About the Role
Build the evaluations and datasets that tell labs and institutions exactly how well a model performs on real financial reasoning.
A full-time role based at Qofi's New York office, working alongside operators from top investment banks and private equity firms and engineers from leading AI labs.
Qofi builds the highest-precision financial-reasoning data in the world, and the platform and deployments that put it to work inside institutions.
High ownership from day one, in a flat structure where ideas move from whiteboard to production without committees.
Base salary plus meaningful equity and full benefits. Range is a placeholder pending confirmation.
On-site at Qofi's New York office, alongside the team building the data engine.
Full-time.

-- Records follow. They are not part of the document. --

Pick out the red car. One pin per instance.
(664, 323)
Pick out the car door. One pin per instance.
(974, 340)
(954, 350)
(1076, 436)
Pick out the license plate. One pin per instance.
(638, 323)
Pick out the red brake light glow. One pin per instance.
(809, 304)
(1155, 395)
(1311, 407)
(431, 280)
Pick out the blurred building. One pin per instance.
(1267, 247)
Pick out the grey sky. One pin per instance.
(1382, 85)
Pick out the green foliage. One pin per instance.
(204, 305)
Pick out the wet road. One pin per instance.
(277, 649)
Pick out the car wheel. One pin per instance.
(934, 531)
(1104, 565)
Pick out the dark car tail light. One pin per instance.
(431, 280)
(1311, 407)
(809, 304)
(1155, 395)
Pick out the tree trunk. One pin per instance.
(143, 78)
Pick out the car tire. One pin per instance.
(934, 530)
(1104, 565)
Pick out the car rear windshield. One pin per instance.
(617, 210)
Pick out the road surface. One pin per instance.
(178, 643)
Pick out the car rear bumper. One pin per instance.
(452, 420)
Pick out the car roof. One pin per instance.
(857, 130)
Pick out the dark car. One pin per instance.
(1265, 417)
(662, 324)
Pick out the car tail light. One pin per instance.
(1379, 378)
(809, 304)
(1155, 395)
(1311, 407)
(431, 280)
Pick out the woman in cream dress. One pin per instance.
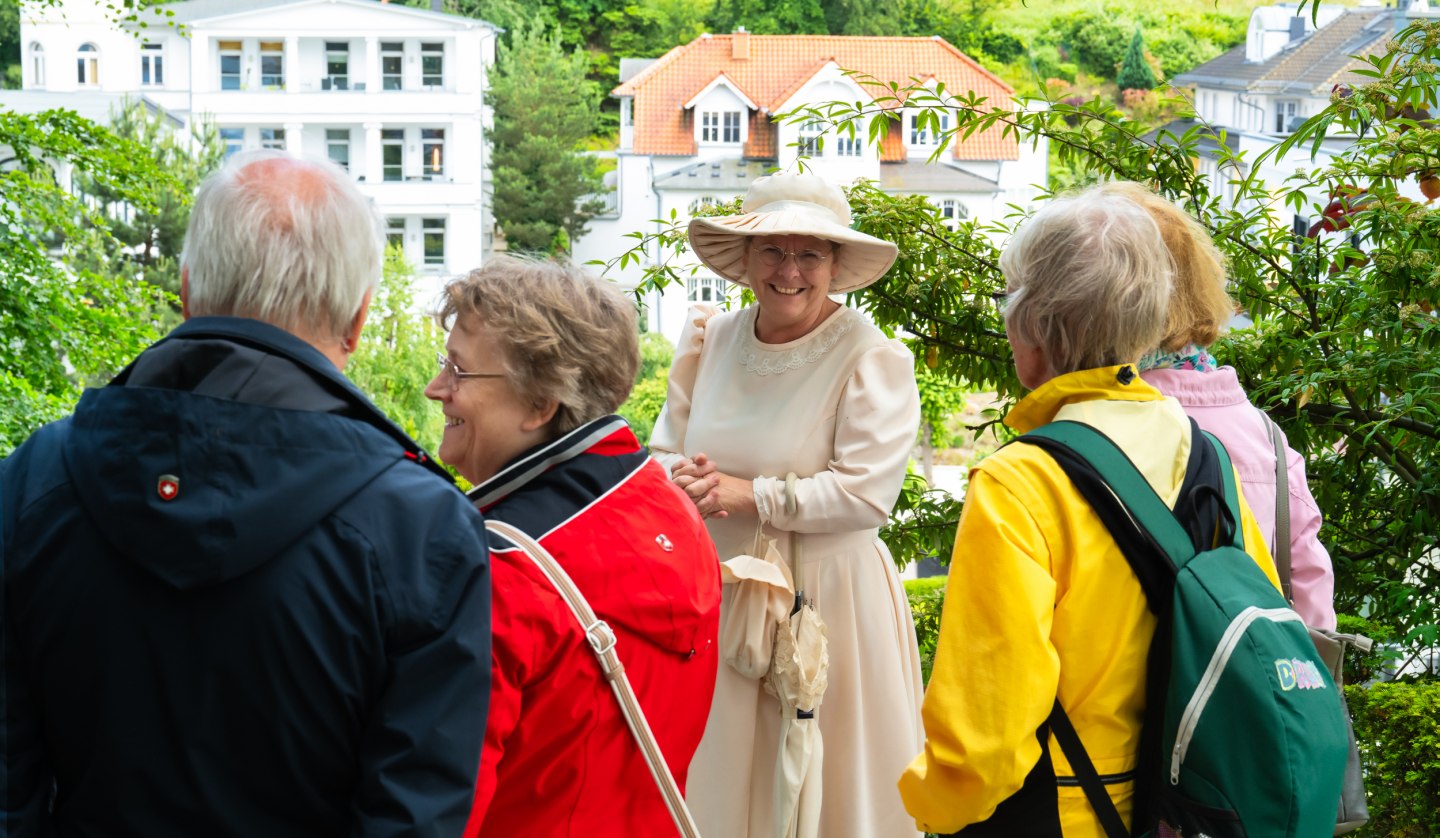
(799, 383)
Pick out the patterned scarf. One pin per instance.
(1188, 357)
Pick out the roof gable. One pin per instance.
(779, 65)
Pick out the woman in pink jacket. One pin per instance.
(1182, 369)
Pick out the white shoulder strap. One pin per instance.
(602, 642)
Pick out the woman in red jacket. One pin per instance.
(539, 357)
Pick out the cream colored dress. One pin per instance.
(840, 409)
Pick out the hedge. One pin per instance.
(1397, 727)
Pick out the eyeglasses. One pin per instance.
(454, 375)
(772, 257)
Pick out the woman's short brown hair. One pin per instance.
(1200, 307)
(565, 334)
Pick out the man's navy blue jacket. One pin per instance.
(238, 601)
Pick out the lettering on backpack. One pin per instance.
(1296, 674)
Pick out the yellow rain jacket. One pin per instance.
(1043, 604)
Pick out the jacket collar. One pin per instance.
(589, 436)
(1118, 383)
(275, 340)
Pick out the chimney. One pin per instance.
(740, 45)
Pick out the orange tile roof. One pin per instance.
(778, 65)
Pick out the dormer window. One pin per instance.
(720, 127)
(151, 65)
(810, 138)
(922, 131)
(87, 65)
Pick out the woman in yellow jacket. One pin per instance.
(1041, 604)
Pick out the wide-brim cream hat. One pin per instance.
(785, 205)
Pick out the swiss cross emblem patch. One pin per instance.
(169, 487)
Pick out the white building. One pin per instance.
(697, 125)
(390, 92)
(1286, 72)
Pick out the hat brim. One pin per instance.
(720, 242)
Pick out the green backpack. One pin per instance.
(1243, 730)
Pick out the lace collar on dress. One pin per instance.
(772, 360)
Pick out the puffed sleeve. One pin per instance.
(995, 668)
(1312, 576)
(874, 432)
(667, 441)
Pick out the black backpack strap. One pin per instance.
(1089, 778)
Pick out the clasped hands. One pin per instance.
(716, 494)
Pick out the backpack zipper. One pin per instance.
(1210, 678)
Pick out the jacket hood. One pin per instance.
(190, 468)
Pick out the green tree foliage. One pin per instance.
(1345, 341)
(651, 380)
(64, 327)
(396, 354)
(1135, 72)
(1397, 727)
(147, 241)
(545, 108)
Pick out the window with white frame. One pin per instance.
(337, 65)
(1285, 111)
(432, 153)
(36, 65)
(923, 130)
(952, 212)
(392, 65)
(229, 65)
(87, 65)
(151, 65)
(706, 290)
(811, 134)
(720, 127)
(392, 153)
(732, 127)
(337, 147)
(432, 65)
(432, 236)
(234, 140)
(272, 64)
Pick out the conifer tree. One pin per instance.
(1135, 71)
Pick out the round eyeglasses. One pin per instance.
(454, 375)
(772, 257)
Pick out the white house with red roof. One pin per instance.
(699, 125)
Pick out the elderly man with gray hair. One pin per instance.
(1041, 608)
(236, 599)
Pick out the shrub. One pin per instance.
(926, 599)
(1397, 727)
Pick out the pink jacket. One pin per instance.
(1220, 406)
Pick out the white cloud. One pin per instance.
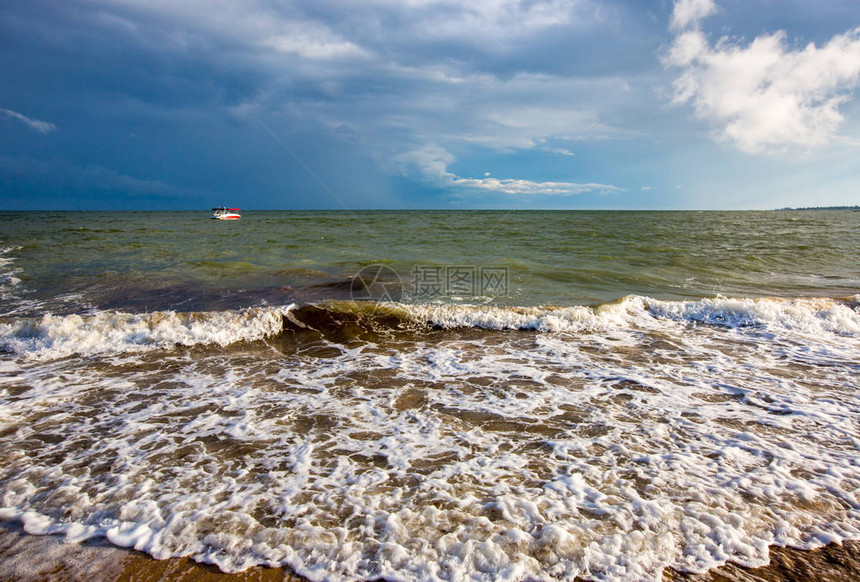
(432, 161)
(312, 40)
(528, 187)
(764, 96)
(34, 124)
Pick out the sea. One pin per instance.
(433, 395)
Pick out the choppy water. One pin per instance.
(544, 395)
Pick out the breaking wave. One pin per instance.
(104, 332)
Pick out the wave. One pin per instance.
(113, 332)
(108, 332)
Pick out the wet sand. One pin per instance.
(26, 558)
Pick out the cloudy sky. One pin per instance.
(184, 104)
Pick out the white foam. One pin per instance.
(812, 315)
(654, 435)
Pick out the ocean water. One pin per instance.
(434, 395)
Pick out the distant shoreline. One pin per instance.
(807, 208)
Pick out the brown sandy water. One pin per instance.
(25, 558)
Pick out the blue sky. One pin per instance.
(187, 104)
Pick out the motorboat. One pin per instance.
(224, 213)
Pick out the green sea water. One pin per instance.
(184, 260)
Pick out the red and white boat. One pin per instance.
(224, 213)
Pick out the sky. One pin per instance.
(353, 104)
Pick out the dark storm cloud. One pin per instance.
(351, 103)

Rolling start, the team moves quickly once there's a fit.
What You'll Do
Design and maintain rigorous evaluations for finance reasoning, tool use, and agentic tasks.
Develop scoring rubrics and statistical methods that make model performance legible and trustworthy.
Partner with engineering to productionize evals and with experts to ground them in real workflows.
Investigate failure modes and report findings that shape both data and model strategy.
What We're Looking For
Graduate degree or equivalent experience in ML, statistics, CS, or a quantitative field.
Hands-on experience designing or running model evaluations and analyzing results rigorously.
Strong Python and data-analysis skills.
Care for measurement integrity, and healthy skepticism about metrics that look too good.
Hiring Process
Send a resume and a short note on why this role, about five minutes.
A conversation about your background, the role, and what you're looking for.
Technical and team-fit conversations with the people you'd work with directly.
A clear decision quickly, with an offer and a start date that works.